Or, cette anxiété ne concerne pas tout le monde, puisque de nombreux chanceux se lancent bravement dans leur courrier, le rythme cardiaque neutre et sans la moindre inquiétude: «Certaines personnes sont privilégiées pour remplir leur déclaration d'impôts, parce qu’elles maitrisent les codes pour comprendre ce système, parce qu’elles peuvent avoir recours à une fiduciaire ou parce qu’elles ont la capacité de comprendre et suivre ce qui est demandé facilement, poursuit Paul Jenny. Ce n’est de loin pas le cas de tout le monde.
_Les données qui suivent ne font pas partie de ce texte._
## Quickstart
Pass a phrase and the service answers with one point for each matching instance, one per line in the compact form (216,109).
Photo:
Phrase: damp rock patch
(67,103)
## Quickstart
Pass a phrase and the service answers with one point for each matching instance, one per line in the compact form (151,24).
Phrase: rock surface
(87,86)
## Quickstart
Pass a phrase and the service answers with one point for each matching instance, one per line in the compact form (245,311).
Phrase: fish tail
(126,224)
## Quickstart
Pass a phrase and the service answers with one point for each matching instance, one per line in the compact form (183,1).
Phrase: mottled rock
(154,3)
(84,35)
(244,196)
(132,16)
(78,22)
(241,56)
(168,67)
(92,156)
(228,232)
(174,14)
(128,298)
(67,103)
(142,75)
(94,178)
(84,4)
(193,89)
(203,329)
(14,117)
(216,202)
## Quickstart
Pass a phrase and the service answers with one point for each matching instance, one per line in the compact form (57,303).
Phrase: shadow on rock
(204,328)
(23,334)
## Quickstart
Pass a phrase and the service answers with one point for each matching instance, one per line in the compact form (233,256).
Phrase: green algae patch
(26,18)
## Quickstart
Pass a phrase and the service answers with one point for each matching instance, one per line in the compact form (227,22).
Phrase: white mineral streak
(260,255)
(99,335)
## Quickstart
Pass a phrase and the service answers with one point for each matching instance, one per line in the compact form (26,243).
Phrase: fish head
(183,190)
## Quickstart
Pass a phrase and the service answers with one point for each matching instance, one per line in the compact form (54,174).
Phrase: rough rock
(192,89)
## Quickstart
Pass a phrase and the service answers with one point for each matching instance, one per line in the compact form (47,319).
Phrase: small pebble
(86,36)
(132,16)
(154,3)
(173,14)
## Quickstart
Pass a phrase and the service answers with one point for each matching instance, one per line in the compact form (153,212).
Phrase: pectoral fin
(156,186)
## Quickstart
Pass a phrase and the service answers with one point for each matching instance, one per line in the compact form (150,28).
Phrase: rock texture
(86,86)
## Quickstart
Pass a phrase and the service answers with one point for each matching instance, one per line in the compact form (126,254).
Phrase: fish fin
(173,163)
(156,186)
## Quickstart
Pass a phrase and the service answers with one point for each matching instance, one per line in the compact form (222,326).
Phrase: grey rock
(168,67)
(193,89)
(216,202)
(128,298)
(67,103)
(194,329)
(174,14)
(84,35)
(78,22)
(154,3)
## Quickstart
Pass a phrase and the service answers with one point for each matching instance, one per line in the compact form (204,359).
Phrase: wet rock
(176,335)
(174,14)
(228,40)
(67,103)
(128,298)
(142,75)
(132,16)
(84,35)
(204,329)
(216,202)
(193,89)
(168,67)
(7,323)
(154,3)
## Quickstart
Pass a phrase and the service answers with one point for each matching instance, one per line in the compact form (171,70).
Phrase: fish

Les populations précarisées ou atteintes dans leur santé, moins instruites au système fiscal, sont, elles aussi, plus sujettes à voir augmenter leur degré d’anxiété et la tendance à procrastiner.»
Si le moment fatidique de la déclaration d'impôts vous évoque une véritable souffrance ou menace de gâcher votre journée, voici cinq idées pour gravir votre montagne de paperasse sans (trop) pâlir.
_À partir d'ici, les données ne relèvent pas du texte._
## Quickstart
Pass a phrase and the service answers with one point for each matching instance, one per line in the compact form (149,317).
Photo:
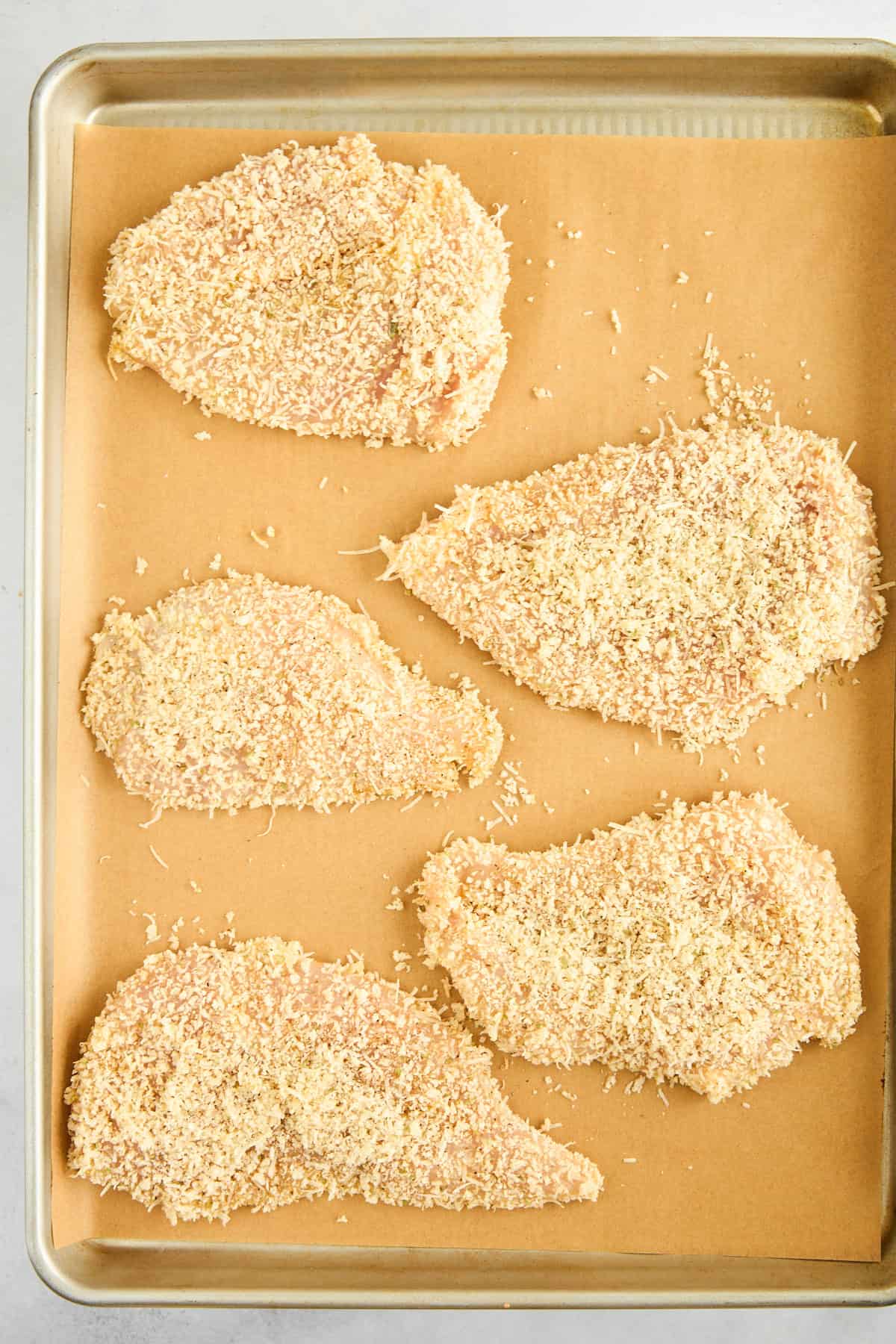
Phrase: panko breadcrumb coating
(320,290)
(688,585)
(220,1080)
(703,947)
(246,692)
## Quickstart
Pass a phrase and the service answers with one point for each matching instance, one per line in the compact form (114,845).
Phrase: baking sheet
(795,243)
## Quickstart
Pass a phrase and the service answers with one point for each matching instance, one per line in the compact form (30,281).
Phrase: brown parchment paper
(795,242)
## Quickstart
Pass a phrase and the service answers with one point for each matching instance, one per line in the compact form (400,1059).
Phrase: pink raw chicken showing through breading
(320,290)
(246,692)
(703,947)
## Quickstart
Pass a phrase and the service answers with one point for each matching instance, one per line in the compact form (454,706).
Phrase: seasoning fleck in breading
(320,290)
(688,584)
(246,692)
(703,947)
(254,1077)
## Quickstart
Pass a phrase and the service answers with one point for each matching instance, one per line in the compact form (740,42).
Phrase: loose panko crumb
(253,1077)
(688,584)
(246,692)
(702,947)
(323,290)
Éviter de s'auto-flageller
Puisque le processus s'apparente à un trigger considérable pour nos insécurités, le premier réflexe indispensable est de se montrer indulgent avec soi-même: «Je pense qu’il est tout à fait normal de ne pas savoir comment s’y prendre, rassure Paul Jenny. Ce qui peut être logique et cohérent pour une personne avertie ou baignant dans ce système ne l’est pas pour autant pour les autres.» Notre expert rappelle en effet que nous bénéficions généralement d'un accompagnement, lorsque nous réalisons l'apprentissage d'une nouvelle compétence: plus cet accompagnement est soutenu, présent, bienveillant, plus l’autonomie peut se développer. Dans le cas de la paperasse et des impôts, ce soutien n'est pas toujours garanti, selon l'éducation et le cursus scolaire.
«Cela ne signifie pas qu'il faut toujours bénéficier de l’aide de quelqu’un mais si celle-ci n’a pas été présente à un moment déterminant du développement de l’individu pour apporter le support nécessaire, il peut s’avérer très difficile d’y parvenir avec un sentiment de sécurité et d’efficacité personnelle», ajoute le psychothérapeute.
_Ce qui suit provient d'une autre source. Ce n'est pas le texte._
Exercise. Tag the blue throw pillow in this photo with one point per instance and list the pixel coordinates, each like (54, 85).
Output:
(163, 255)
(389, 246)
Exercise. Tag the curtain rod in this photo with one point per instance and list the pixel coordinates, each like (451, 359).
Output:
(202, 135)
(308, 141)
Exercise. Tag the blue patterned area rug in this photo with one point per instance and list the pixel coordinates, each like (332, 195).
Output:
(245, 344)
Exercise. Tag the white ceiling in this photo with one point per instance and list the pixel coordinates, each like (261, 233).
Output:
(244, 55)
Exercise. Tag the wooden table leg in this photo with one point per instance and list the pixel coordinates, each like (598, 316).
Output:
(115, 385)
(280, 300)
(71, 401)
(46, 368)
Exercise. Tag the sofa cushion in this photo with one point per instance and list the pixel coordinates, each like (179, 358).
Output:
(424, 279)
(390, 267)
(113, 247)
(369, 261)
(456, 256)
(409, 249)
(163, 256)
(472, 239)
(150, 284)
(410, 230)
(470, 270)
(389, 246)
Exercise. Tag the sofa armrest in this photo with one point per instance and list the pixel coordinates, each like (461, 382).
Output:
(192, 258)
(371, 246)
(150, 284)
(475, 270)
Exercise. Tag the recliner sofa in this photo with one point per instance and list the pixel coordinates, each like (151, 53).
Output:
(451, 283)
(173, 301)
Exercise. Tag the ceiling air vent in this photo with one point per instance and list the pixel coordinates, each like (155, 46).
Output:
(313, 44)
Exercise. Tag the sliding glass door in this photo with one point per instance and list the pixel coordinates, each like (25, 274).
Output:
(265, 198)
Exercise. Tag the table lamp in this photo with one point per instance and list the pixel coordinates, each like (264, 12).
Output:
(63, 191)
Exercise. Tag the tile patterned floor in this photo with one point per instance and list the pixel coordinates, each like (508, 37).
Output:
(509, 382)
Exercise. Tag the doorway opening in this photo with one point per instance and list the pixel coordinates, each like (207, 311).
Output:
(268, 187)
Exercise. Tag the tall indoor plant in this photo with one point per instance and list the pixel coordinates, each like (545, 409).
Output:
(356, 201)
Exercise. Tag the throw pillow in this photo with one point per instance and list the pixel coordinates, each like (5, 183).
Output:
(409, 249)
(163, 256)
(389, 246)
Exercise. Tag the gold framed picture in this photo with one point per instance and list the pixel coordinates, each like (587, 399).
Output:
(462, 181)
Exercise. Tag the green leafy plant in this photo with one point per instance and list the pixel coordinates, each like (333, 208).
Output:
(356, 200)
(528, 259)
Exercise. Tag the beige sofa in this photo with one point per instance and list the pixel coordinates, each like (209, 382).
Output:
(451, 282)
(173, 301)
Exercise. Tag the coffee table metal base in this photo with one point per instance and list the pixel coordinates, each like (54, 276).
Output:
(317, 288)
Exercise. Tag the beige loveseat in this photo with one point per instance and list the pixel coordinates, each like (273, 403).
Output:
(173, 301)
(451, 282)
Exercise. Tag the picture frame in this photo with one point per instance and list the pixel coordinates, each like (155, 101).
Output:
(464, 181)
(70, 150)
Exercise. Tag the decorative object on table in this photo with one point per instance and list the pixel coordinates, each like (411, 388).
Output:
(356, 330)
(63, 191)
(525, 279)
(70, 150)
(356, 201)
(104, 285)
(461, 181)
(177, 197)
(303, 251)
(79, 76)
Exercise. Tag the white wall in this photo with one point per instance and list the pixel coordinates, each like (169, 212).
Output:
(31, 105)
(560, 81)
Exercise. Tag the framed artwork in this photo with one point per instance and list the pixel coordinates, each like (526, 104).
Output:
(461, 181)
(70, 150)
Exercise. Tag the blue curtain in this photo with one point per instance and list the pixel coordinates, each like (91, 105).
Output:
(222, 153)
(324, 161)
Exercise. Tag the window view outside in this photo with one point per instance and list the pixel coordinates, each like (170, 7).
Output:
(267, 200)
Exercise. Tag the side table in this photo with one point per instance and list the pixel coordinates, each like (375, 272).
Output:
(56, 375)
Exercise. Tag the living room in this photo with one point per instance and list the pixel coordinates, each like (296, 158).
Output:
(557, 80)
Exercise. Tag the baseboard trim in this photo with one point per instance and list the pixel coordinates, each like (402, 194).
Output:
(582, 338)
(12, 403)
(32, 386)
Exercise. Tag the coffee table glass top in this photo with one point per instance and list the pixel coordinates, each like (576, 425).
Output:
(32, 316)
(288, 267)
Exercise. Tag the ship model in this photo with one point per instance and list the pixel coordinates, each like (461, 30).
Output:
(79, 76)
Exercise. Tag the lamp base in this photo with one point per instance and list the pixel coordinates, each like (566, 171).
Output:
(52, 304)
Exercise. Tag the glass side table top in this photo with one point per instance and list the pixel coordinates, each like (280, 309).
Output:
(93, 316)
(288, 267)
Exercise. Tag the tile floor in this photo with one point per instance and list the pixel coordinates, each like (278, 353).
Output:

Se confronter à la paperasse
Les personnes concernées par l'anxiété le savent: on a beau fuir à toutes jambes, nos sources de peur courent plus vite que nous: «Si l’anxiété augmente, une réaction compensatoire va consister à éviter la source de l’inconfort, c'est-à-dire le fait de remplir sa déclaration d’impôt, explique Paul Jenny. Or, bien que ce mécanisme soulage temporairement le désagrément causé, il va renforcer l’anxiété. Plus on évite la source de l’inconfort, plus l’anxiété augmente, plus l’évitement se renforce et ainsi de suite... C’est un cercle vicieux qu’il faut pouvoir interrompre pour se désensibiliser petit-à-petit de ce qui génère la réaction anxieuse.»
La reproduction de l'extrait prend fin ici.